Weirdo minimal to keep dancers riveted.
Each of Mandela Move's four tracks are about 13-minutes long, which means they were probably subject to some judicious editing (Villalobos regularly submits full 30-minute recordings to labels, leaving others to decide which parts to use). The editing helps. Though each track is its own vortex of damp, squiggly texture and fussy drum patterns, they are primed for club use. Even the most standard, "Mandela Move," becomes an unexpectedly bumpy ride as it disappears into pockets of processing. Hi-hats and snares slam back in assertively before disappearing, as if Villalobos couldn't keep control of them. "Ectroscop" features a deep, writhing bassline that occasionally gets squeezed by Villalobos's dense arrangement.

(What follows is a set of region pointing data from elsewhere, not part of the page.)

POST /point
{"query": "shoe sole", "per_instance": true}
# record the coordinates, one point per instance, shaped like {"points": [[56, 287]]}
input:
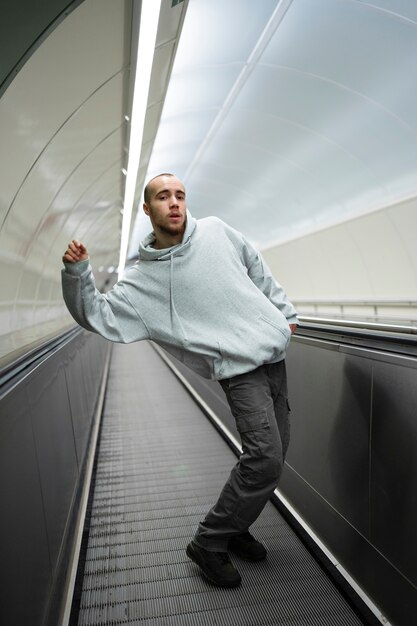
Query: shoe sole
{"points": [[251, 559], [193, 556]]}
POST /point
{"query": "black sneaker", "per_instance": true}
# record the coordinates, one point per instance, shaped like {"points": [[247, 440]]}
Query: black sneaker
{"points": [[216, 566], [247, 547]]}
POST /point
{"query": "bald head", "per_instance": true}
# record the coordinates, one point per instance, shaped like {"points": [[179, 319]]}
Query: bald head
{"points": [[147, 193]]}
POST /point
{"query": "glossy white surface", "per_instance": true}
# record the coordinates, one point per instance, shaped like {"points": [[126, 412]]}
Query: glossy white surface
{"points": [[64, 138], [294, 121], [322, 129]]}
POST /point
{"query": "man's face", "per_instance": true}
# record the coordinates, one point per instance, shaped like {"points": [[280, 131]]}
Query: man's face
{"points": [[166, 207]]}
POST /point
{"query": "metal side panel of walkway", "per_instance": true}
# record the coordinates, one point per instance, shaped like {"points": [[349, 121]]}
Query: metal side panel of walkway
{"points": [[161, 465]]}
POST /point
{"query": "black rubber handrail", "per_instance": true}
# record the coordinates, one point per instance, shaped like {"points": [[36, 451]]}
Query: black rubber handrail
{"points": [[17, 366]]}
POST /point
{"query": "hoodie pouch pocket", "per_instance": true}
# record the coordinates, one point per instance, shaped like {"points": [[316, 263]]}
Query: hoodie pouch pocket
{"points": [[282, 329]]}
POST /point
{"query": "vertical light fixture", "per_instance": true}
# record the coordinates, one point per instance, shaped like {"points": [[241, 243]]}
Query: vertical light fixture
{"points": [[149, 18]]}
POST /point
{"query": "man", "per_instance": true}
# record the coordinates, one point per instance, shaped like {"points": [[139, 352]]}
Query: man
{"points": [[203, 293]]}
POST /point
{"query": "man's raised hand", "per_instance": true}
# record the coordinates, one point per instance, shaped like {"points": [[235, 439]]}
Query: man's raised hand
{"points": [[75, 252]]}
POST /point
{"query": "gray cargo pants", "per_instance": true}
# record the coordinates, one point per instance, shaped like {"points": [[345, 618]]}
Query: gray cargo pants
{"points": [[258, 401]]}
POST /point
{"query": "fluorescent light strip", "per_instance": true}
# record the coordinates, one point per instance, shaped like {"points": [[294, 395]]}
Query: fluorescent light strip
{"points": [[149, 18]]}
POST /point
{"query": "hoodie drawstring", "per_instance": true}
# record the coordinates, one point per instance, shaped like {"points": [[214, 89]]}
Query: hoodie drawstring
{"points": [[173, 312]]}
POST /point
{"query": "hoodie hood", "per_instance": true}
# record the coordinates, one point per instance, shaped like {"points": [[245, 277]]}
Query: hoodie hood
{"points": [[148, 253]]}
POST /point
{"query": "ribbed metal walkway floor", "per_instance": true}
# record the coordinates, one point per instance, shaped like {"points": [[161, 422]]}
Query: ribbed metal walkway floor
{"points": [[161, 465]]}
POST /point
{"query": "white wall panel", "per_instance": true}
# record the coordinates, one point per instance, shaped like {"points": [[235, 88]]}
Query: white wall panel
{"points": [[369, 258]]}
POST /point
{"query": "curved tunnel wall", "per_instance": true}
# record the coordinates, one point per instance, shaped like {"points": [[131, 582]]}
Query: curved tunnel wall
{"points": [[63, 146], [373, 257]]}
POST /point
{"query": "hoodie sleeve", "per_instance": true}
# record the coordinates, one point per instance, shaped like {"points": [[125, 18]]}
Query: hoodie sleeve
{"points": [[261, 275], [110, 315]]}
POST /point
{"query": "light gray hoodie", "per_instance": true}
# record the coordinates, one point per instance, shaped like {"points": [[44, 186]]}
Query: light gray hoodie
{"points": [[211, 301]]}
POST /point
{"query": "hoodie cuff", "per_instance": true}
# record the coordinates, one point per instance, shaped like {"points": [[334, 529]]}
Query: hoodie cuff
{"points": [[77, 269]]}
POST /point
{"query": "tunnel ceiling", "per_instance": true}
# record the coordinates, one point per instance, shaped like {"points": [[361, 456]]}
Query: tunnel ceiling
{"points": [[285, 117]]}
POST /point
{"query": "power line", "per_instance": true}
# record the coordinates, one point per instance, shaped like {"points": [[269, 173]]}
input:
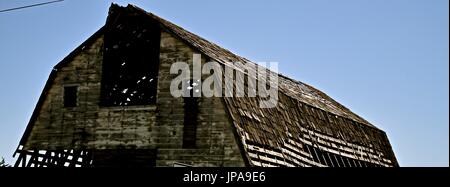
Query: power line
{"points": [[28, 6]]}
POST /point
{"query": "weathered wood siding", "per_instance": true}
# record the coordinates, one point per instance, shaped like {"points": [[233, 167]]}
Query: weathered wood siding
{"points": [[160, 126]]}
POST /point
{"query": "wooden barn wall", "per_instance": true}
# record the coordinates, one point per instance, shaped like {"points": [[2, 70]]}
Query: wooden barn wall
{"points": [[158, 127]]}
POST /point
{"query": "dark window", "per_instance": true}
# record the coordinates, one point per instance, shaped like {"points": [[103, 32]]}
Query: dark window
{"points": [[190, 117], [70, 96], [131, 158], [130, 61]]}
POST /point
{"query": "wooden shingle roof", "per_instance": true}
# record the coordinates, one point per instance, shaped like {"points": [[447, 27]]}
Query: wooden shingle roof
{"points": [[302, 111]]}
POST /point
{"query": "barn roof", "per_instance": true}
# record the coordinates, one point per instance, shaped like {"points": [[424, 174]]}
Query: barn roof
{"points": [[303, 113]]}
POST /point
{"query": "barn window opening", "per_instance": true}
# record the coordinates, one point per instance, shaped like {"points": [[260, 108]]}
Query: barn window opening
{"points": [[130, 61], [190, 116], [70, 96]]}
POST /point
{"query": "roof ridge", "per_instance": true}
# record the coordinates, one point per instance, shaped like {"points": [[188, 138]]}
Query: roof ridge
{"points": [[225, 56]]}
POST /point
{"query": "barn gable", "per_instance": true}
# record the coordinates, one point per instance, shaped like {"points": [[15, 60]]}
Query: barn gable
{"points": [[306, 128]]}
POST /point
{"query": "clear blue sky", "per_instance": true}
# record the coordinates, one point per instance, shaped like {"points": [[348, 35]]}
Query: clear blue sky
{"points": [[386, 60]]}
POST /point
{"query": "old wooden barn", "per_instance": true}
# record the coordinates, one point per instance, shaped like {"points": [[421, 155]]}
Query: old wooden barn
{"points": [[108, 103]]}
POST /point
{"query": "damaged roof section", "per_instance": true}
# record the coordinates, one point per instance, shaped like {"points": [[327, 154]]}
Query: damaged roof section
{"points": [[302, 111]]}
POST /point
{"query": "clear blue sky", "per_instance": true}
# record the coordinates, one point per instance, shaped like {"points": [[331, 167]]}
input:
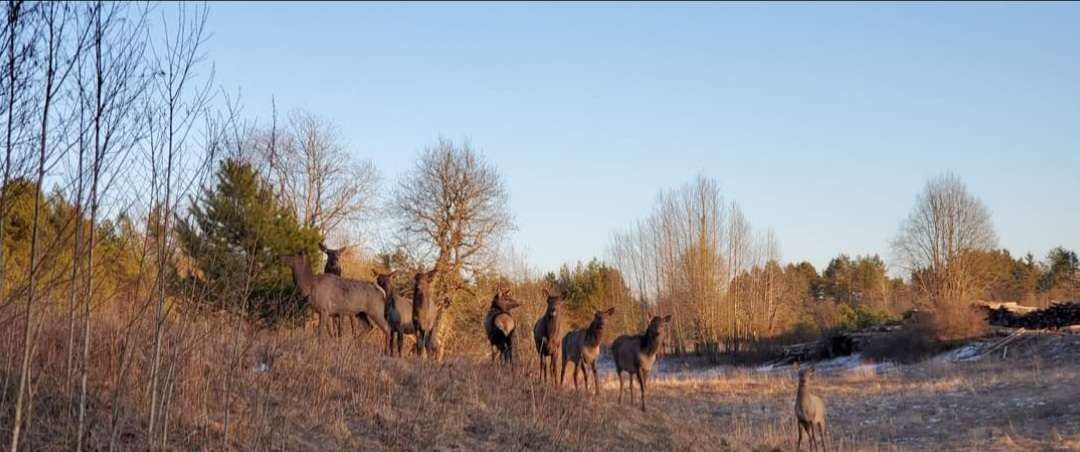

Mandela Move bears some resemblance to Villalobos's last major release, Empirical House, but something about his latest record feels more fun and carefree. There's a goofy moment in "Beetglass" in which the distinctive clatter of the iPhone keyboard sounds, a disorienting moment that calls back to the messenger notification heard in "Tu Actitud" from 2012's Dependent And Happy. The track is unusually rollicking, with unsubtle snares and whistling synths. But along with the rest of Mandela Move, it will also keep dancers riveted.